Come riassumerebbe il suo modo di vivere la propria missione di fede?
«Le cito la frase di un teologo svizzero Hans Urs von Bal­thasar che recita “non il vero, non il buono ma solo il bello vale”. Significa che bisogna impegnarsi a trasmettere la bellezza delle fede. La verità e la bontà degli insegnamenti delle Scritture sono imprescindibili ma non bastano; perché arrivino ed entrino nei cuori bisogna che portino con sé la bellezza. Nostro compito non è solo la difesa della morale e l’esposizione dei precetti ma soprattutto il comunicare la vera gioia di essere credenti. Il dovere in sé non è attraente se non comprendo i benefici im­mensi che la mia vita ne trarrà. Bisogna mostrare la luminosità della fede, questa sì ha un’attrattiva ad ogni età. Alla fine le regole sono soltanto due: ama Dio e ama il prossimo. Se­guendo queste la bellezza colonizzerà pian piano tutta la nostra vita».

Quali concetti rappresentano la sua personale filosofia di vi­ta?
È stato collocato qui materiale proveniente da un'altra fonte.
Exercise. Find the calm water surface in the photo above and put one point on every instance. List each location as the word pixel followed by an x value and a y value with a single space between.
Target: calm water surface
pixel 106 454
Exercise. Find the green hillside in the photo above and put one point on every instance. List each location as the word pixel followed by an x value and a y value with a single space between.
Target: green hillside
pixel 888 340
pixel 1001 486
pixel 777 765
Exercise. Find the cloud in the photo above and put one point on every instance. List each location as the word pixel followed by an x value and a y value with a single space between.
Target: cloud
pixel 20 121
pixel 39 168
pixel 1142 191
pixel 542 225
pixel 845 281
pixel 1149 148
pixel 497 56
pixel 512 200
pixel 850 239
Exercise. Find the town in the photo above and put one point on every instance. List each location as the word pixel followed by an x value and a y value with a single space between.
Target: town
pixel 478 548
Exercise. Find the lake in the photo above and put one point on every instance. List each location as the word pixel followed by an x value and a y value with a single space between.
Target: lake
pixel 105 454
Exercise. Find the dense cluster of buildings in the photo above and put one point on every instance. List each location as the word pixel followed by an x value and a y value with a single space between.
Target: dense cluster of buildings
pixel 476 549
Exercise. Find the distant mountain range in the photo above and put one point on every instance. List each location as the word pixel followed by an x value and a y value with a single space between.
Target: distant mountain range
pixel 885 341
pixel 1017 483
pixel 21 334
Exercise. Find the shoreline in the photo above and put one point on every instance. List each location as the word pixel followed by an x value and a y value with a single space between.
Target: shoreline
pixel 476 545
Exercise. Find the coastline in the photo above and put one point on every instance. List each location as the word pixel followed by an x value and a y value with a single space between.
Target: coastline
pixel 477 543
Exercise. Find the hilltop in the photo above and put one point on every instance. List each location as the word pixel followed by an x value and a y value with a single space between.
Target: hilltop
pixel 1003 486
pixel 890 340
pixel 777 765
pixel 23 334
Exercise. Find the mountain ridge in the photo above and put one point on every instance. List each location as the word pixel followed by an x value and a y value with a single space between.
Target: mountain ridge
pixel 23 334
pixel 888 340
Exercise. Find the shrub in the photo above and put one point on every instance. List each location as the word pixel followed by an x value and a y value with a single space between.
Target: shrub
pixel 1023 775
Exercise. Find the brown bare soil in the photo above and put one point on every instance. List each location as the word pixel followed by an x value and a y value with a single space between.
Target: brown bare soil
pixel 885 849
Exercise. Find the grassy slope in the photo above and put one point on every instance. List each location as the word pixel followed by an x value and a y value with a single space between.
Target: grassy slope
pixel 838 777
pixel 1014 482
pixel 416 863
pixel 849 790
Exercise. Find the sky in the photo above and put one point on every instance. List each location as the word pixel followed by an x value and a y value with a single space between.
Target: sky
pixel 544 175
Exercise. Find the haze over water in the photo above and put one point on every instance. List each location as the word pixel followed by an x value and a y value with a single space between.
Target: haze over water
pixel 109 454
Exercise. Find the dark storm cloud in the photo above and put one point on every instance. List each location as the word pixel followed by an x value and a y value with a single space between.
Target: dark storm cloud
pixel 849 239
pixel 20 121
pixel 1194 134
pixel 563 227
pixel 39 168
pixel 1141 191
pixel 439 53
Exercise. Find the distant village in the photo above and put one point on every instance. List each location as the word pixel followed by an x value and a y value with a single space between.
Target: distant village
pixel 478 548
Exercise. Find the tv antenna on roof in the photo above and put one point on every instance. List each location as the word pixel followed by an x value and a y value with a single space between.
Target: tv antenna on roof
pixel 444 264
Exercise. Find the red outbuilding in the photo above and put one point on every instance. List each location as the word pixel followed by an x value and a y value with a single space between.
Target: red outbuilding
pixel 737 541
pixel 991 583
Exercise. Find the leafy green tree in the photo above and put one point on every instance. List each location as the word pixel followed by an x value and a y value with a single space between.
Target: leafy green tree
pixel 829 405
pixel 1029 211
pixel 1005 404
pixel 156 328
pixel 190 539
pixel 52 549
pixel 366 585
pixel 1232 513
«Dire due concetti principali. Il primo è “C’è una speranza sempre”. La fede profonda che ho in Dio mi aiuta a pensare che c’è una luce anche nelle situazioni più disperate mentre nella mia esperienza umana l’ho toccato con mano con la malattia, sono stato ad un passo dalla morte eppure domenica ho celebrato la messa in montagna. Il secondo è questo: “Non è ciò che ti capita ma come reagisci a quello che ti capita che definisce la tua vita”. Le faccio un esempio. Se organizziamo una gita in montagna e quel giorno piove abbiamo due alternative: possiamo restare a casa a lamentarci oppure andare insieme a visitare una bella mostra d’arte. La pioggia non la fermi. E neanche la pandemia. Ma puoi trovare soluzioni, idee, insegnamenti.

Se non si fosse fatto prete?
«Da ragazzo avrei voluto fare il chirurgo. Ma con il senno di poi direi che sarei stato una buona guida alpina. Mi piacciono la montagna, le scalate e anche le pareti insidiose. Ma soprattutto amo accompagnare i miei gruppi fino alla cima».